Health Topics : Bowel Movements

h2. Weird Stools

Your baby’s stools will probably change in color, softness, and frequency from time to time. Also, different babies have different bowel habits. Some have a stool with every feeding, others may have one stool every few days. The consistency and color varies from day to day.

When you come home from the hospital, your baby may still be having the thick, dark, greenish, meconium stools. These will go away in the first few days at home. Usually breastfed infants have liquid, yellow, or mustard-colored stools with whitish cottage cheese-like seeds in them. If you’re breastfeeding your baby, don’t interpret runny stools as a sign of diarrhea. The stools of a formula fed infant are yellowish-tan and tend to be thicker than those of the breast-fed baby. All babies will occasionally have green, brown, or lighter colored stools. Your child may have diarrhea if the stools are of larger volume and frequency or if the urine output has decreased and your child appears ill. Please call us if there is any blood in your child’s stool.

As long as your baby seems happy and content, is eating normally, and has no signs of illness, don’t worry about minor changes in the stools. If he strains, grunts or turns red in the face before or while having a bowel movement, this can also be normal.
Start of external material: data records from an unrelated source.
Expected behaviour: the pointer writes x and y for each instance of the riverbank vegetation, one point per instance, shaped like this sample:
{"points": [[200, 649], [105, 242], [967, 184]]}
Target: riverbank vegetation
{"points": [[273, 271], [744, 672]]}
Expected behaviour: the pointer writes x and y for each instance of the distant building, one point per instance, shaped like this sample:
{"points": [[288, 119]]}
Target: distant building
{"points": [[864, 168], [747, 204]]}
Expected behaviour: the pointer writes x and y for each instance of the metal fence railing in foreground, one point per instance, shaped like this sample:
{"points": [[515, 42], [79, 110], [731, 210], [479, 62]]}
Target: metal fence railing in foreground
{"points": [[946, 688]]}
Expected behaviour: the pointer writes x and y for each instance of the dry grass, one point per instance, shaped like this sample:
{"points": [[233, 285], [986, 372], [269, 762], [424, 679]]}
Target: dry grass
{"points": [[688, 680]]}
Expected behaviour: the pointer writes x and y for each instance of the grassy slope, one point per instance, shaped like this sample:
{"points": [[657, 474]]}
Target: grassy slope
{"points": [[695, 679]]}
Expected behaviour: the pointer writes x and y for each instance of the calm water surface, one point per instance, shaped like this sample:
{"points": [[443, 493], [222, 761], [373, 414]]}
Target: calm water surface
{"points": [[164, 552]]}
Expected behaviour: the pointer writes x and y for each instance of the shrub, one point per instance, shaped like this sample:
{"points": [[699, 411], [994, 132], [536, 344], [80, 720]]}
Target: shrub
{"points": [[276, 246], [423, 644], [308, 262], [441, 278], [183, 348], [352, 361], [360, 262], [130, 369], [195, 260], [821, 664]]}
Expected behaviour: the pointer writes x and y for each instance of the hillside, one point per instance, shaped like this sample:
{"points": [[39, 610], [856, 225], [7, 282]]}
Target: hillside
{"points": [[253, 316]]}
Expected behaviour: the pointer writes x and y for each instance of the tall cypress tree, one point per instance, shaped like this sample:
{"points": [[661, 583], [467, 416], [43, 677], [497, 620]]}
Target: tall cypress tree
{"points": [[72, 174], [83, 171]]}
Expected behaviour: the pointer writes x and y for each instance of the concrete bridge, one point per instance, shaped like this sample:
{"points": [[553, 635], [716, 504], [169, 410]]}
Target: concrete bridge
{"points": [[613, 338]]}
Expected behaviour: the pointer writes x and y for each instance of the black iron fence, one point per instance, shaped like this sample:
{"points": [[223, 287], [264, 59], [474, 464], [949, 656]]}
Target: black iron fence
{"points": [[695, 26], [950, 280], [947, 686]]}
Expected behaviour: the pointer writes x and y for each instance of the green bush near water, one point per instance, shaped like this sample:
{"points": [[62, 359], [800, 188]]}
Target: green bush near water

The “hardness” of the stool is a more reliable indicator of constipation than the frequency.

h2. Constipation

At some point during your baby’s first year, he will probably suffer from some constipation. After the first few weeks of life, it is perfectly normal for your child to stool once every two to four days and it is perfectly normal for them to strain and grunt (you try pooping laying down!). As long as the stools are as soft as peanut butter you have nothing to worry about. If the stools are hard or there are little streaks of blood on the outside of the stool, then your baby may need some help. You can start by adding one teaspoon of any type of prune juice to every one ounce of formula, three to four times per day. Try this for several days. If the stool does not soften, then try adding one teaspoon of Karo syrup (use dark corn syrup, available in the baking section of any grocery store) to every one ounce of formula, three to four times per day. Try this for several days. If this does not work or your baby is in too much discomfort to wait for these methods to work, please come and see us in our office.